Persoalan yang sangat mendasar di Irak
adalah sektarianisme yang semakin menguat, apalagi didukung oleh
negara-negara sekitar Irak yang mendorong pihak-pihak yang memiliki
kesamaan etnis/mazhab dengan mereka.
Inilah yang terjadi di Irak yang
merupakan implementasi politik pecah-belah yang dijalankan oleh Barat.
Amerika sebagai aktor utama di Irak di-support oleh Inggris,
penguasa Irak sebelumnya. Mereka tidak menginginkan Irak bersatu-padu.
Mereka menginginkan Irak terpecah-belah. Setiap pecahannya saling
bermusuhan dan bersaing serta saling memerangi satu sama lain.
Warga Irak memiliki latar belakang etnis
yang berbeda. Letak geografis Irak juga terpisah. Adapun Konstitusi
Irak menekankan pada otonomi daerah. Dengan semua itu jadilah setiap
pihak bersikukuh merasa memiliki daerah kekuasaan. Masing-masing
menyerukan secara terbuka pemisahan diri berdasarkan kedaerahan
masing-masing.
Strategi Barat Memecah-Belah Dunia Islam
Barat sangat memahami bahwa persatuan
adalah inti dari kekuatan umat Islam. Khilafah Islam pada masa
kegemilangannya telah menunjukkan posisinya sebagai superpower
pada masa Abad Pertengahan. Memang, Islam berpotensi melahirkan
perbedaan. Namun, dalam Islam ada prinsip “perbedaan adalah rahmat” dan “amrul imam yarfa’ al-khilaf”

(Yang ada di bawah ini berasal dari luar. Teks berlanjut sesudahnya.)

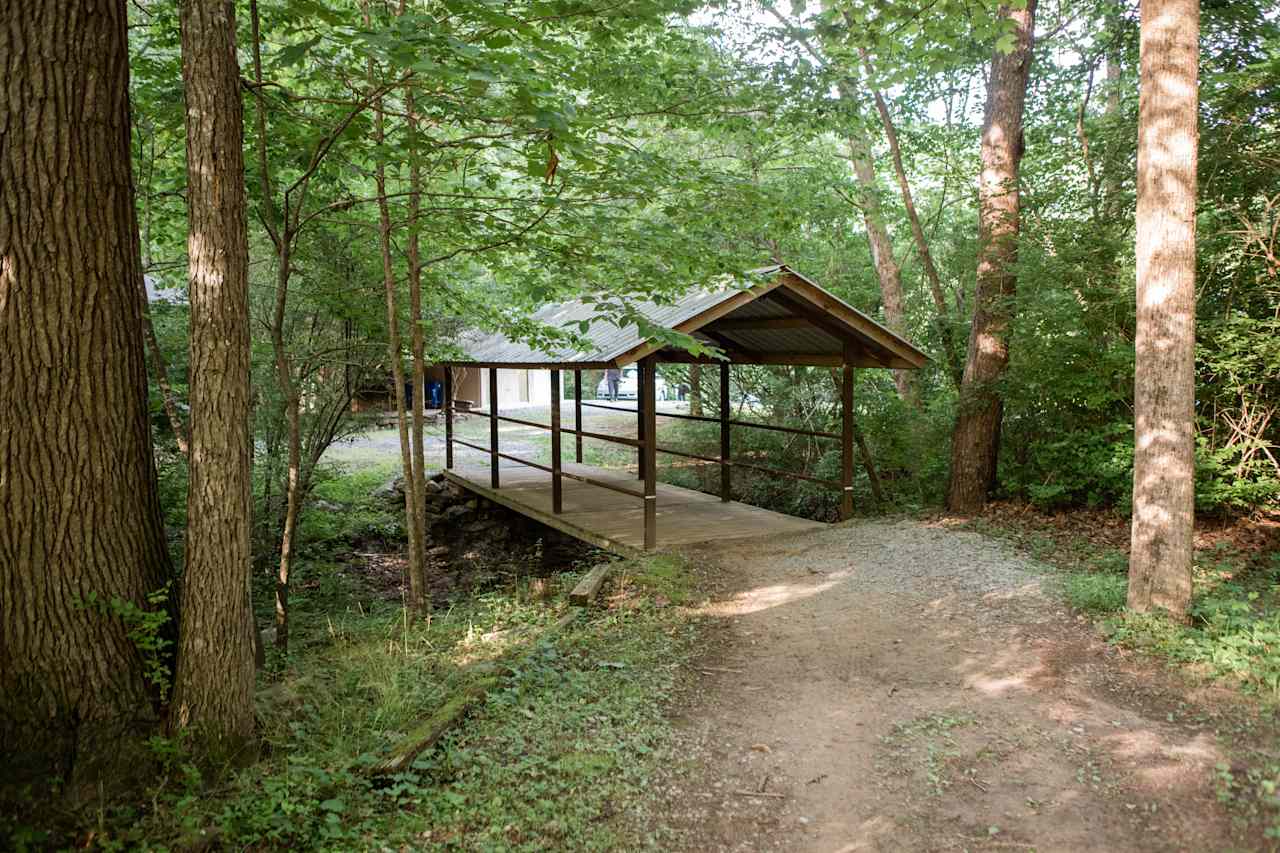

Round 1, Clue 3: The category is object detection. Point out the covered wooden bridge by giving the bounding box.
[444,265,928,552]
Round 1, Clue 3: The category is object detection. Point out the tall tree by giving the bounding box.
[172,0,253,749]
[947,0,1036,512]
[1129,0,1199,616]
[0,0,172,783]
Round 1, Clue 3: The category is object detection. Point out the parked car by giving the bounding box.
[595,368,667,400]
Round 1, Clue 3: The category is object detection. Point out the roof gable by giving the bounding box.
[449,264,928,369]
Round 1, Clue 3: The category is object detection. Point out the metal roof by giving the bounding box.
[445,264,928,369]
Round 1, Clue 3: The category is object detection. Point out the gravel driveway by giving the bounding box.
[666,520,1251,852]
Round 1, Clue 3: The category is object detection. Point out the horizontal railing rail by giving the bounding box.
[582,400,842,441]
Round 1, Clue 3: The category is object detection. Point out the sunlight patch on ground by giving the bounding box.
[703,569,854,616]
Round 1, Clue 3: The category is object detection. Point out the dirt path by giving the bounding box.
[666,521,1258,852]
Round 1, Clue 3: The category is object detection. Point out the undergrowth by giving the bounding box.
[12,537,696,850]
[982,512,1280,841]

(perintah imam [khalifah] menghilangkan perbedaan pendapat). Prinsip
ini mampu mengembalikan berbagai perbedaan yang muncul di Dunia Islam ke
persatuan dan kesatuan umat.
Barat senantiasa mencari celah untuk
dapat masuk dan memecah-belah umat Islam. Saat Khilafah terakhir berada
di tangan orang-orang Turki (Turki Utsmani), mereka menghembuskan isu
Turanisme vs Arabisme. Dengan ide nasionalisme yang berkembang di Eropa
pasca Perjanjian Westphalia, Dunia Islam pun dipaksa mengadopsi ide
nasionalisme. Jadilah Perang Dunia I momentum untuk menghabisi
keberadaan Khilafah Islam terakhir.
Inggris dan Prancis, dua negara superpower
saat itu, merancang pembagian wilayah pasca perang melalui Perjanjian
Sykes-Picot yang ditandatangani pada tanggal 16 Mei 1916. Perjanjian ini
diberi nama sesuai dengan nama diplomat Prancis François
Georges-Picot dan diplomat Inggris Sir Mark Sykes. Keduanya merundingkan
pemecahan wilayah Khilafah Turki Utsmani tersebut. Khilafah pun dapat
diruntuhkan dan jadilah Dunia Islam terpecah menjadi lebih dari 50
negara.
Apa yang dilakukan Barat tidak berhenti
di situ. Barat sangat memahami potensi persatuan Islam ini. Karena itu
berbagai upaya dilakukan untuk mencegah persatuan kembali umat Islam.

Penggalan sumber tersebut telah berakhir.